Employee benefits are a critical part of any HR strategy, empowering businesses to attract and retain the very best talent while supporting staff throughout the moments that matter most. As a result of the COVID-19 pandemic, businesses were forced to reevaluate their employee benefits offerings to ensure they were fit for purpose. Many business leaders recognized the importance of benefits and technology in improving employee well-being, engagement, and loyalty.
Our latest research, The age of adaptability: A digital-first approach to benefits in a post-pandemic world, shows that 26% of organizations have considerably increased their employee benefits spend as a result of COVID-19. All told, nearly three-fourths (72%) of employers made an increase since the start of the pandemic.
This may not be the result that anyone expected — after all, many employees were initially laid off or furloughed. But in a world of fierce competition for talent — and millions of people searching for new opportunities — employers are rightfully acknowledging the value of benefits in supporting employees during these challenging times.
Employee benefits expenditures continue to take up a significant portion of overall employee expenses. As a percentage of base salary, one-third of employers (33%) spend as much as 20% of base salary on benefits. Nearly as many (29%) spend between 21% and 25%, and one in 10 spend more than 25%.
With such a high percentage dedicated to employee benefits, organizations are seeing increased scrutiny in determining how that money is spent. Almost all of the HR and benefits teams surveyed (88%) say they have seen more involvement in benefits from the C-suite. That’s a great step forward — in order to secure buy-in, business leaders need to take a more proactive approach to their benefits strategies.
However, if they want to get the most out of their benefits and justify their ROI, they’ll need the right technology to power a robust offering that meets employees’ individual needs. Many organizations are doing just that — our research shows that 50% of overall HR budgets are going toward technology this year. More than three-quarters (76%) say the pandemic influenced their tech investments with a firm focus on reward and benefits, as well as digital health and well-being.
How do employees feel about their benefits packages? More than half (57%) say they make them feel like a valued member of the team, indicating that employers’ investment in benefits is directly linked to adding value to employees.
However, not all workers recognize the value of their benefits. With 33% saying they agree or strongly agree that they have no idea how much their benefits are worth, organizations need to do more to educate their staff about the benefits being provided. Technology is integral in enabling this, allowing employees to view and use their benefits from any location and at any time.
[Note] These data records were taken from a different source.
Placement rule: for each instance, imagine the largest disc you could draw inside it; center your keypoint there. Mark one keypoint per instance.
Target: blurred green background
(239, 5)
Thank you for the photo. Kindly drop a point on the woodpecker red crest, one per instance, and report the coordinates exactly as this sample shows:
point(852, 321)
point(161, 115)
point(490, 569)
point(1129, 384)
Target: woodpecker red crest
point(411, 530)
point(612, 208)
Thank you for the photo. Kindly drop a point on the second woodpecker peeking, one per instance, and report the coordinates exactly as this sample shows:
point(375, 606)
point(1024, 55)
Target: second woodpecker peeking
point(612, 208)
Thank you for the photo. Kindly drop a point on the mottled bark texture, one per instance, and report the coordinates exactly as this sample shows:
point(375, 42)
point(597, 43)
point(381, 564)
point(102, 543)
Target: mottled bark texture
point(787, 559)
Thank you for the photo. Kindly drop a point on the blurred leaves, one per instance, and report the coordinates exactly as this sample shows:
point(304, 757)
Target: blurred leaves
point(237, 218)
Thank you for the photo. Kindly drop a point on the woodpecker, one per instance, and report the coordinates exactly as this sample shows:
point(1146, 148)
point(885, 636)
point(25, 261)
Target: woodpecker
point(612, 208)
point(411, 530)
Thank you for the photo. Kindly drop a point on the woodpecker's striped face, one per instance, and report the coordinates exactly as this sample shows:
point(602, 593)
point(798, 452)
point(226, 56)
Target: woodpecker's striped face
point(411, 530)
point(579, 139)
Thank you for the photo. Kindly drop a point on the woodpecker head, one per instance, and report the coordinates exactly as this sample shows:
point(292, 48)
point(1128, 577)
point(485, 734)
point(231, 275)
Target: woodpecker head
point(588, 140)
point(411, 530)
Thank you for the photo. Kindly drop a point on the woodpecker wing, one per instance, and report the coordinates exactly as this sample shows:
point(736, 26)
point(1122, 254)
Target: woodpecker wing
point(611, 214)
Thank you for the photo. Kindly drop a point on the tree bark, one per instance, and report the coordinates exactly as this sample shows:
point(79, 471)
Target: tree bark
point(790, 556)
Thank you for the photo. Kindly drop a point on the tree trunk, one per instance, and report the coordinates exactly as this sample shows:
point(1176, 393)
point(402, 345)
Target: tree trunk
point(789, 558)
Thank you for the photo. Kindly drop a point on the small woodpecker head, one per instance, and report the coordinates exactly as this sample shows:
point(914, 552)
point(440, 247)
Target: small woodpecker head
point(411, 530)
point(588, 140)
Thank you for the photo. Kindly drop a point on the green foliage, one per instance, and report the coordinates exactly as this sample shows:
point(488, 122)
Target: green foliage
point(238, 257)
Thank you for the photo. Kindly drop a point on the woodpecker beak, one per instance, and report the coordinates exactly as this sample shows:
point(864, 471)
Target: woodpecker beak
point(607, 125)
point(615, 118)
This level of flexibility was important pre-pandemic, but it has become a must-have in today’s highly distributed work environment. With organizations adopting hybrid work policies — and some allowing their staff to work remotely forever — employees need the ability to access and utilize their benefits quickly and easily, regardless of where they’re working.
Employee benefits and benefits technology are no longer on the fringes of HR — they have moved up the corporate agenda and now have a seat at the top table. The C-suite is taking them very seriously, investing in technology to provide employees with the best experience possible.
This is, after all, a significant investment — if employers are going to open their wallets for great benefit programs, they want to know that this spend will deliver real value to their employees and their business.